Com a filha excluída das listas para as autárquicas deste ano e a câmara encaminhada para se manter nas mãos do CDS numa lógica de continuidade com o executivo anterior, Gaspar Martins sentiu que era o momento de voltar. “Dada a quantidade de trapalhadas, de mentiras, de falta de seriedade que o executivo ia praticando, começaria a pôr em risco o futuro do concelho de Ponte de Lima”, diz. “Não estou a dizer que é o fim do mundo se eles ganharem. Não é nada o fim do mundo, porque Ponte de Lima tem, inclusivamente, uma capacidade de endividamento e financiamento enorme, porque está na estaca zero. Não deve nada. Portanto, daí até se endividar leva muito tempo. Mas tudo tem um começo. E, se esse começo se der agora, é o princípio do fim.”

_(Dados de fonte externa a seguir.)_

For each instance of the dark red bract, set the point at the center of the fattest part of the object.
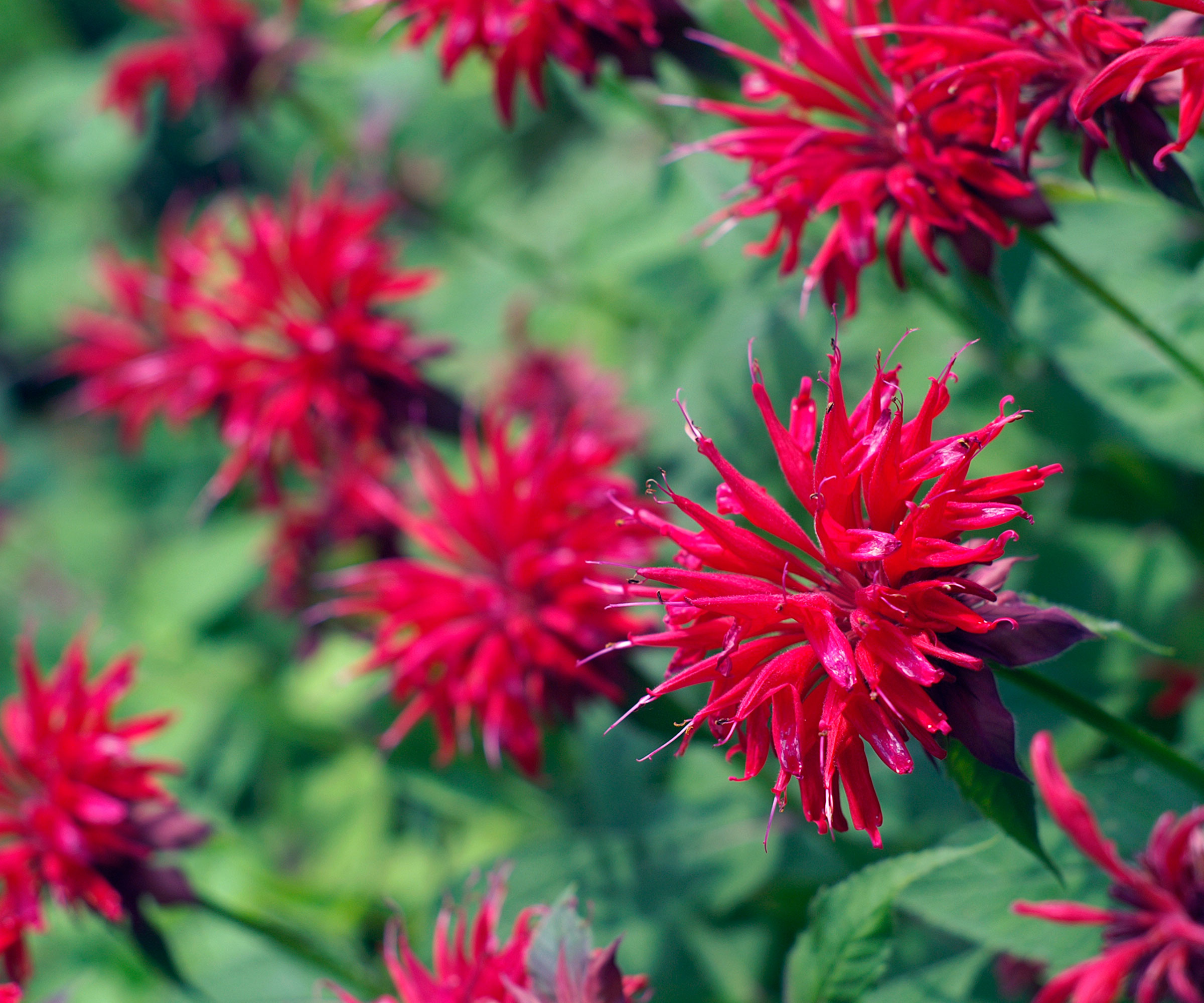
(81, 817)
(491, 625)
(1154, 938)
(871, 630)
(221, 49)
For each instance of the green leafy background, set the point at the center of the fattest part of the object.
(573, 222)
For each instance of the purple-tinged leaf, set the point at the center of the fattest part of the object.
(1039, 634)
(978, 718)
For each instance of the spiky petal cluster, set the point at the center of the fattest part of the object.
(1154, 938)
(272, 319)
(221, 49)
(1090, 68)
(81, 815)
(489, 626)
(919, 119)
(521, 37)
(542, 962)
(871, 630)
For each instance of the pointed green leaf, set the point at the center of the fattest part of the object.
(846, 947)
(1106, 628)
(1002, 799)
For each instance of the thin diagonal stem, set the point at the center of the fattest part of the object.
(1106, 298)
(302, 948)
(1124, 734)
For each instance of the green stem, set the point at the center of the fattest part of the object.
(302, 948)
(1124, 734)
(1107, 299)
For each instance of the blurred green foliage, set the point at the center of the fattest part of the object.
(572, 222)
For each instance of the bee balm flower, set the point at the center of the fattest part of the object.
(489, 626)
(873, 626)
(841, 130)
(216, 47)
(81, 817)
(542, 962)
(275, 322)
(1154, 938)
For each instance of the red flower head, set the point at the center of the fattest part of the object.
(870, 630)
(216, 47)
(275, 320)
(80, 814)
(547, 960)
(519, 37)
(491, 625)
(844, 133)
(1154, 943)
(1065, 63)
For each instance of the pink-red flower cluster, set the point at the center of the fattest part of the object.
(919, 119)
(274, 320)
(489, 626)
(220, 49)
(81, 815)
(519, 37)
(540, 963)
(872, 630)
(1154, 938)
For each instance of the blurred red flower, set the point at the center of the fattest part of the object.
(871, 630)
(491, 625)
(1065, 64)
(220, 49)
(519, 37)
(918, 116)
(847, 135)
(81, 817)
(271, 318)
(1154, 943)
(545, 961)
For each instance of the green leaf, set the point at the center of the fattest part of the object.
(846, 947)
(947, 981)
(1002, 797)
(563, 932)
(1106, 628)
(972, 899)
(156, 950)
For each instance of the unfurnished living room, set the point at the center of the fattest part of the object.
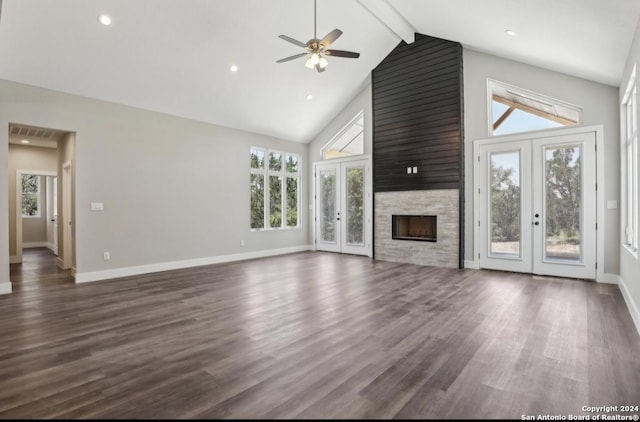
(319, 209)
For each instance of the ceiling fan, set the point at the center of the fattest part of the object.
(317, 49)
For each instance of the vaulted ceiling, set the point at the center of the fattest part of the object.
(174, 56)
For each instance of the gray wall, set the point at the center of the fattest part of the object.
(629, 264)
(600, 106)
(26, 158)
(173, 189)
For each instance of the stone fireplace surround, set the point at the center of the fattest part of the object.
(444, 203)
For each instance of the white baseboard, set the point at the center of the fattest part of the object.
(176, 265)
(27, 245)
(60, 263)
(474, 265)
(609, 278)
(633, 307)
(5, 288)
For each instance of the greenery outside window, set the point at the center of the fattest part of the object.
(31, 195)
(275, 184)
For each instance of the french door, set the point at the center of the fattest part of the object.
(343, 206)
(537, 201)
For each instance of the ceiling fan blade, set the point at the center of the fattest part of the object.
(330, 37)
(296, 56)
(342, 53)
(293, 41)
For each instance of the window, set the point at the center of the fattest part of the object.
(516, 110)
(30, 195)
(275, 181)
(629, 165)
(349, 141)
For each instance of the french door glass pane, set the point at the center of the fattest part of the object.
(257, 201)
(292, 202)
(275, 201)
(328, 205)
(563, 203)
(505, 204)
(355, 206)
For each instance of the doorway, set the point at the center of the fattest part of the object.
(32, 147)
(33, 209)
(537, 204)
(343, 206)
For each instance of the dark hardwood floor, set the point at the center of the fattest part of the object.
(314, 335)
(38, 270)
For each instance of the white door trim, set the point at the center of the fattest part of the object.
(368, 197)
(19, 173)
(66, 262)
(601, 276)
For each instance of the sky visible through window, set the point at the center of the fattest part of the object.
(519, 121)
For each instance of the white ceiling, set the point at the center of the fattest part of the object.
(173, 56)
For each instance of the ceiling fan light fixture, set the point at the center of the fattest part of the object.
(309, 63)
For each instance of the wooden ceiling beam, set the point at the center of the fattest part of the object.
(502, 118)
(540, 113)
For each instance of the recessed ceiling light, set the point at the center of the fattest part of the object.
(104, 19)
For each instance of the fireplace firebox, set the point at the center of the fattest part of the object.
(414, 227)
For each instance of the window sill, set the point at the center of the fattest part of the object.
(273, 229)
(632, 252)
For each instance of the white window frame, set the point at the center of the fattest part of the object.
(266, 172)
(525, 93)
(323, 150)
(38, 195)
(629, 166)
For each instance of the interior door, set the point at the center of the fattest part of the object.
(537, 203)
(343, 206)
(54, 211)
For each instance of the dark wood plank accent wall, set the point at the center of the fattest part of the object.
(417, 116)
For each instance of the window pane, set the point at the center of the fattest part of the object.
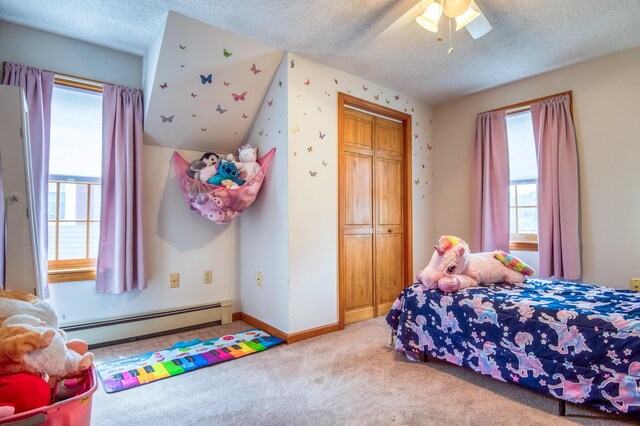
(73, 201)
(51, 249)
(522, 152)
(94, 236)
(528, 220)
(51, 201)
(527, 195)
(76, 133)
(72, 240)
(96, 193)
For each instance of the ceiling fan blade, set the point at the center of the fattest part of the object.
(405, 19)
(479, 26)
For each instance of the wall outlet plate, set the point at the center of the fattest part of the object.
(174, 280)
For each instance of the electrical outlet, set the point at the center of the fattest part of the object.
(174, 280)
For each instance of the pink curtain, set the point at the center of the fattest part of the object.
(558, 203)
(490, 184)
(38, 89)
(120, 266)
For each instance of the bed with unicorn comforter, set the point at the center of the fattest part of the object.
(576, 342)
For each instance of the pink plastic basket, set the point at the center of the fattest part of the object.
(74, 411)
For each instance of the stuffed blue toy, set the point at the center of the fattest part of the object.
(227, 170)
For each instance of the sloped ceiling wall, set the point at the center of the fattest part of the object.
(207, 87)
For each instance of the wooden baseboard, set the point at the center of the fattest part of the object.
(288, 338)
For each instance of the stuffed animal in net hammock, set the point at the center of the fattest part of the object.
(453, 267)
(219, 204)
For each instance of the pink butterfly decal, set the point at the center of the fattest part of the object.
(239, 97)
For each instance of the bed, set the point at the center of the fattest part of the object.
(575, 342)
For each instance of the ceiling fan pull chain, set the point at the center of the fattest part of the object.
(450, 39)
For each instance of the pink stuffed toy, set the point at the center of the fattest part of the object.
(453, 268)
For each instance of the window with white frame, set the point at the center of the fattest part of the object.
(523, 174)
(75, 168)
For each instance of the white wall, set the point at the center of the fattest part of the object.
(40, 49)
(605, 96)
(176, 239)
(313, 200)
(264, 232)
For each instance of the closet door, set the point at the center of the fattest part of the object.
(389, 243)
(358, 236)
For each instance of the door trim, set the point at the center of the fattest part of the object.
(345, 100)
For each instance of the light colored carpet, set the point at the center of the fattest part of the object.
(344, 378)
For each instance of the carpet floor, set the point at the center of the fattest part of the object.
(344, 378)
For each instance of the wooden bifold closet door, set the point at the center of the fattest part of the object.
(372, 214)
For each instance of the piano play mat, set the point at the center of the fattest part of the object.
(183, 357)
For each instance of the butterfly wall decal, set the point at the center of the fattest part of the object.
(239, 97)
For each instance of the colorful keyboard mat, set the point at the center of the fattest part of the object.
(138, 370)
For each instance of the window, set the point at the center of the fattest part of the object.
(523, 174)
(75, 167)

Gaspar Martins também não tem pruridos em dizer abertamente que a sua notoriedade nas ruas — que, aliás, o Observador pôde constatar durante uma arruada pelo centro de Ponte de Lima — é um trunfo eleitoral. “Já antes de ir para a câmara era muito conhecido. Fui sempre um indivíduo muito dado a percorrer o concelho, muito dado ao convívio com as pessoas, daí que sou de facto sobejamente conhecido de todo o eleitorado do concelho”, atira, convicto de que foi pessoalmente responsável por muitos dos bons resultados eleitorais do CDS nas autárquicas das últimas décadas. “Eu não tenho votos. À partida, este movimento apresenta-se pela primeira vez, por isso não tem votos. Onde é que eu penso que vou buscá-los? Exatamente àqueles eleitores que sempre votaram no CDS — e muitos deles acredito que votavam no CDS porque eu estava lá.”

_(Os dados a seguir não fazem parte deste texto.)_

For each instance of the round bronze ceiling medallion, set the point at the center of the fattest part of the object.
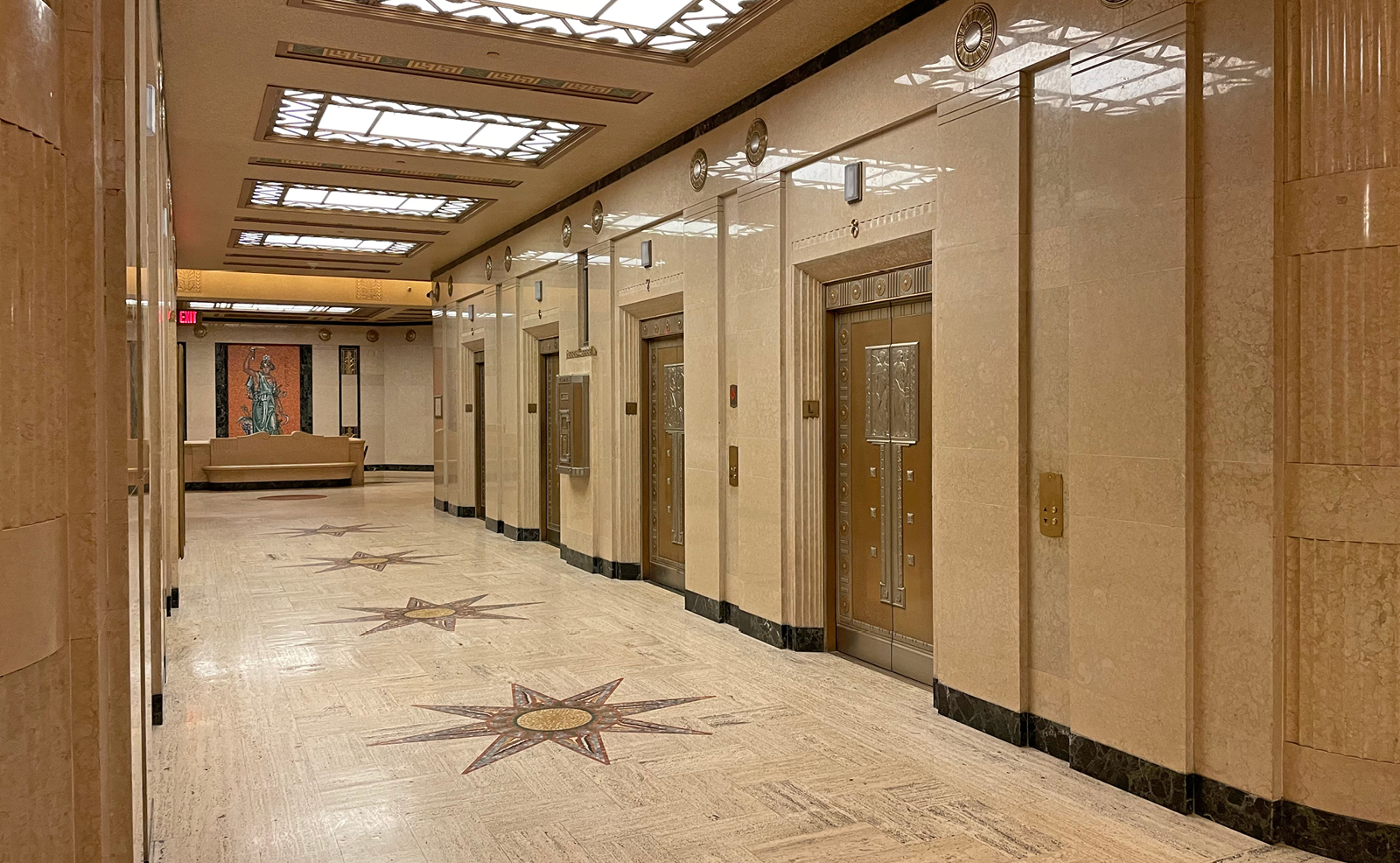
(976, 37)
(756, 146)
(699, 170)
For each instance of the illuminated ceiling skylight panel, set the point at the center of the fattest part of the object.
(671, 27)
(326, 244)
(361, 121)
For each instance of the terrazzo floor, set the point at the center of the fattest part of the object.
(592, 720)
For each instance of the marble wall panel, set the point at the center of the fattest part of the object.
(979, 431)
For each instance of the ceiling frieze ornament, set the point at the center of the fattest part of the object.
(976, 37)
(699, 170)
(756, 146)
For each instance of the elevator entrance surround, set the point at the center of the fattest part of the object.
(664, 459)
(882, 366)
(550, 440)
(480, 429)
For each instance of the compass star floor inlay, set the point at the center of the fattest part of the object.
(326, 530)
(444, 615)
(368, 561)
(576, 723)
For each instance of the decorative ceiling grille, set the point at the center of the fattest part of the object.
(374, 202)
(669, 30)
(359, 121)
(399, 249)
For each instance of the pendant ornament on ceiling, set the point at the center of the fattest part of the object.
(699, 170)
(976, 37)
(756, 146)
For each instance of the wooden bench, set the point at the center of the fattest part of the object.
(275, 461)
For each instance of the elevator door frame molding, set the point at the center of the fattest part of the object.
(662, 449)
(903, 562)
(550, 492)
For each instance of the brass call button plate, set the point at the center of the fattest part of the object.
(1052, 505)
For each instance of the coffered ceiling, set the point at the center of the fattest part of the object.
(387, 137)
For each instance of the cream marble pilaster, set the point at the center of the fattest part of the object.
(1130, 524)
(753, 340)
(980, 516)
(707, 403)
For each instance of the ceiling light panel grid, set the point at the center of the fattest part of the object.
(356, 121)
(368, 202)
(672, 30)
(401, 249)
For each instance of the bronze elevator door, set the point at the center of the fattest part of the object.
(884, 464)
(550, 447)
(667, 463)
(480, 432)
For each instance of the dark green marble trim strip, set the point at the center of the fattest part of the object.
(828, 58)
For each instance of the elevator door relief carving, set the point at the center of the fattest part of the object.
(884, 508)
(665, 460)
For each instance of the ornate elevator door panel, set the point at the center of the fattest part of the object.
(667, 463)
(480, 426)
(550, 446)
(884, 460)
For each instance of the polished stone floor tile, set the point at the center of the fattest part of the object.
(597, 720)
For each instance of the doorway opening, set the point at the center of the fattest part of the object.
(882, 459)
(664, 457)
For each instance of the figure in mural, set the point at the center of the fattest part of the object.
(265, 396)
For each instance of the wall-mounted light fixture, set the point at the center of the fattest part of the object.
(854, 182)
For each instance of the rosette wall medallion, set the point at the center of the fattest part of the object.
(756, 146)
(976, 37)
(699, 170)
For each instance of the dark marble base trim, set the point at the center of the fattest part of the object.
(279, 484)
(522, 534)
(802, 639)
(1274, 821)
(599, 566)
(982, 715)
(1337, 837)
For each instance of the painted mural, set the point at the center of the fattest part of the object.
(263, 389)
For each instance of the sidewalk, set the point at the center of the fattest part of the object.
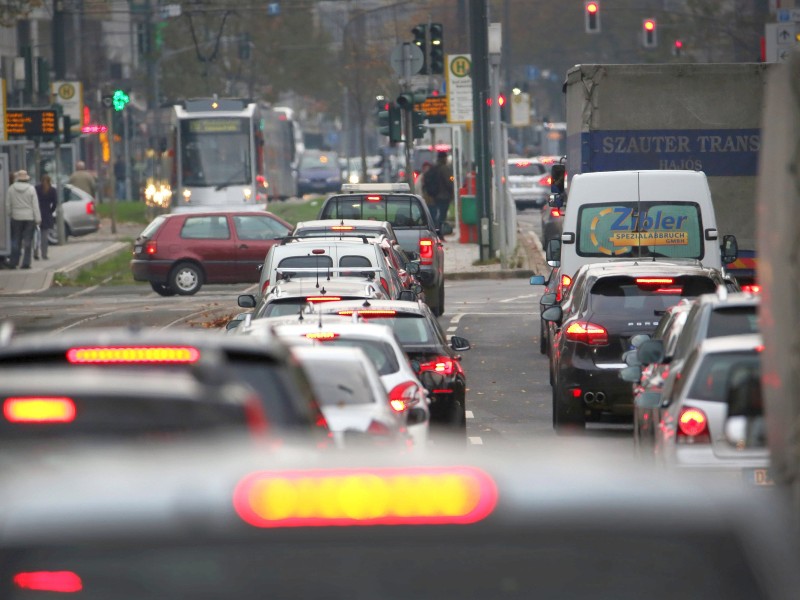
(82, 252)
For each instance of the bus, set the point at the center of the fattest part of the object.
(219, 155)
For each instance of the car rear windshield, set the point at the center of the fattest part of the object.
(732, 321)
(711, 380)
(646, 296)
(339, 383)
(399, 210)
(626, 229)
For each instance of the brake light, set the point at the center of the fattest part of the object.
(426, 251)
(321, 335)
(587, 333)
(403, 395)
(36, 409)
(388, 496)
(49, 581)
(692, 426)
(133, 354)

É precisamente nesta divisão do eleitorado centrista pela (re)entrada de Gaspar Martins em cena que Abel Baptista vê uma vitória quase certa no horizonte. Mas Vasco Ferraz não está preocupado: “O que eu não vejo é uma divisão dentro do CDS. O que eu vejo são dois cidadãos que, de certa forma, não souberam respeitar as decisões de um órgão, e por alguma pretensão decidiram candidatar-se. O que tenho a certeza é que dentro do eleitorado do CDS não existirá qualquer tipo de divisão.”
É nesta fase que se impõe uma nota: apesar de o CDS liderar a autarquia há mais de quatro décadas, o que tem valido a Ponte de Lima o epíteto de eterno bastião do partido, a verdade é que o CDS não é, genericamente, a ideologia dominante entre o eleitorado limiano. Basta olhar para os resultados das várias eleições legislativas da última década para perceber a tendência: o PSD ganhou sempre, às vezes com o dobro dos votos do CDS — e, à exceção do ano em que os dois concorreram coligados na PàF, o CDS ficou sempre para trás, inclusivamente do PS. O que explica, então, que nas autárquicas o CDS se mantenha imbatível?

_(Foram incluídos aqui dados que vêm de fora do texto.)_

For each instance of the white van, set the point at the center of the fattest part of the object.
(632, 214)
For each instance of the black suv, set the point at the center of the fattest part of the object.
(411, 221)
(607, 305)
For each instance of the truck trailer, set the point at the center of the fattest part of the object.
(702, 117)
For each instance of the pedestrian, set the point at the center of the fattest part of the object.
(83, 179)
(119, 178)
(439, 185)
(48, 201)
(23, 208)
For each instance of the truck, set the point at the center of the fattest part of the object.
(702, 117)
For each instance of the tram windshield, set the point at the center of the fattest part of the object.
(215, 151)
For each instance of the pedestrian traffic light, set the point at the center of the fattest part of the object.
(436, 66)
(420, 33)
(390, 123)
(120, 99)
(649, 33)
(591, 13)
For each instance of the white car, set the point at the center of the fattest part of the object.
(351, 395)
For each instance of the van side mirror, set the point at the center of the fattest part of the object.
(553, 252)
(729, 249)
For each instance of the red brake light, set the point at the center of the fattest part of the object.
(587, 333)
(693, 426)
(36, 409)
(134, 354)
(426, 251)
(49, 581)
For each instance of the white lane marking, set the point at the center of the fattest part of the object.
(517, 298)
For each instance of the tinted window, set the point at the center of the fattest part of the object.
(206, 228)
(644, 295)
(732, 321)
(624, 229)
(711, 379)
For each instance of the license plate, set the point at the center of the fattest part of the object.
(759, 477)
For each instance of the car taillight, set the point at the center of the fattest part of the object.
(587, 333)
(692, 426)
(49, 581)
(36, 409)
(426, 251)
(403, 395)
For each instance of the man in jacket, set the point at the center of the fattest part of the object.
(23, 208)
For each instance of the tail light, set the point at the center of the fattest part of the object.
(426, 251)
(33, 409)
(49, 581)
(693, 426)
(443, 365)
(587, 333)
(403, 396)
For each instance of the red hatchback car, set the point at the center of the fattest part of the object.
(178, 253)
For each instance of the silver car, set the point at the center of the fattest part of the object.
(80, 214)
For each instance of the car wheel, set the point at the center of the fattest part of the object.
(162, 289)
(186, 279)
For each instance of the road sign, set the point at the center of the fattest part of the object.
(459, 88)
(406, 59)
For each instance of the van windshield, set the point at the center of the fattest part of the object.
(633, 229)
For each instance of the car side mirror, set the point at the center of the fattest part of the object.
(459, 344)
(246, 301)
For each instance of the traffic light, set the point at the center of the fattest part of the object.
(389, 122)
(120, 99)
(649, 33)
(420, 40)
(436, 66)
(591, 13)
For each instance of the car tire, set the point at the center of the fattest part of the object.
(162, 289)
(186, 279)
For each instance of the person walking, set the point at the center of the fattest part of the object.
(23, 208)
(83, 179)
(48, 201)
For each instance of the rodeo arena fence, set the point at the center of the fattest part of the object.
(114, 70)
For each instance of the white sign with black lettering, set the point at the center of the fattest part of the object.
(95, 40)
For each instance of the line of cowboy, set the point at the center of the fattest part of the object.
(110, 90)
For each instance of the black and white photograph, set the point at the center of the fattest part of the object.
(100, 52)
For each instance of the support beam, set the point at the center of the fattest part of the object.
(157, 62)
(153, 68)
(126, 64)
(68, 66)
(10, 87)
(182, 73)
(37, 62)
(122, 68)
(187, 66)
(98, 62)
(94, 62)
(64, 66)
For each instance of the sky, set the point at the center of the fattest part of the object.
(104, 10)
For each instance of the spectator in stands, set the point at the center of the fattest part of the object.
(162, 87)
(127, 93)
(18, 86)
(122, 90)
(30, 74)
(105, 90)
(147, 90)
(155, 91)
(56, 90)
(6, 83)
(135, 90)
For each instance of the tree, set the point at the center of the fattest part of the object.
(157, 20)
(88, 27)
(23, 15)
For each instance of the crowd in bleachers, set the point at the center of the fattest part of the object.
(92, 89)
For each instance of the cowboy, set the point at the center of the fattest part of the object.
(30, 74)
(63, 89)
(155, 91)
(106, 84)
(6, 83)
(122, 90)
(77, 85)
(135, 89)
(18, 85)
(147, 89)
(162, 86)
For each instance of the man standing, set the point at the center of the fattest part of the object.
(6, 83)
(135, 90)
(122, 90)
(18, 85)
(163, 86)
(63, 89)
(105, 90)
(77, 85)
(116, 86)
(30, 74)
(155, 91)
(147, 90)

“É um fenómeno que, admito, não lhe sei explicar. Efetivamente, no nosso concelho, o maior partido em termos de legislativas é o PSD”, assume Vasco Ferraz. “Acho é que as pessoas reconhecem o trabalho que os eleitos pelo CDS têm feito ao longo dos últimos anos”, acrescenta, sublinhando que o partido representou, logo na década de 1970, “uma alteração radical” dos modos de vida em Ponte de Lima e foi capaz, por outro lado, de assegurar a “manutenção excelente do centro histórico” e o “crescimento económico do concelho”. Na prática, nas autárquicas “vota-se no trabalho que está feito e naquilo que foi demonstrado ao longo de 45 anos”, continua Ferraz. Só isso foi capaz de manter à tona em Ponte de Lima um CDS a afundar-se a nível nacional.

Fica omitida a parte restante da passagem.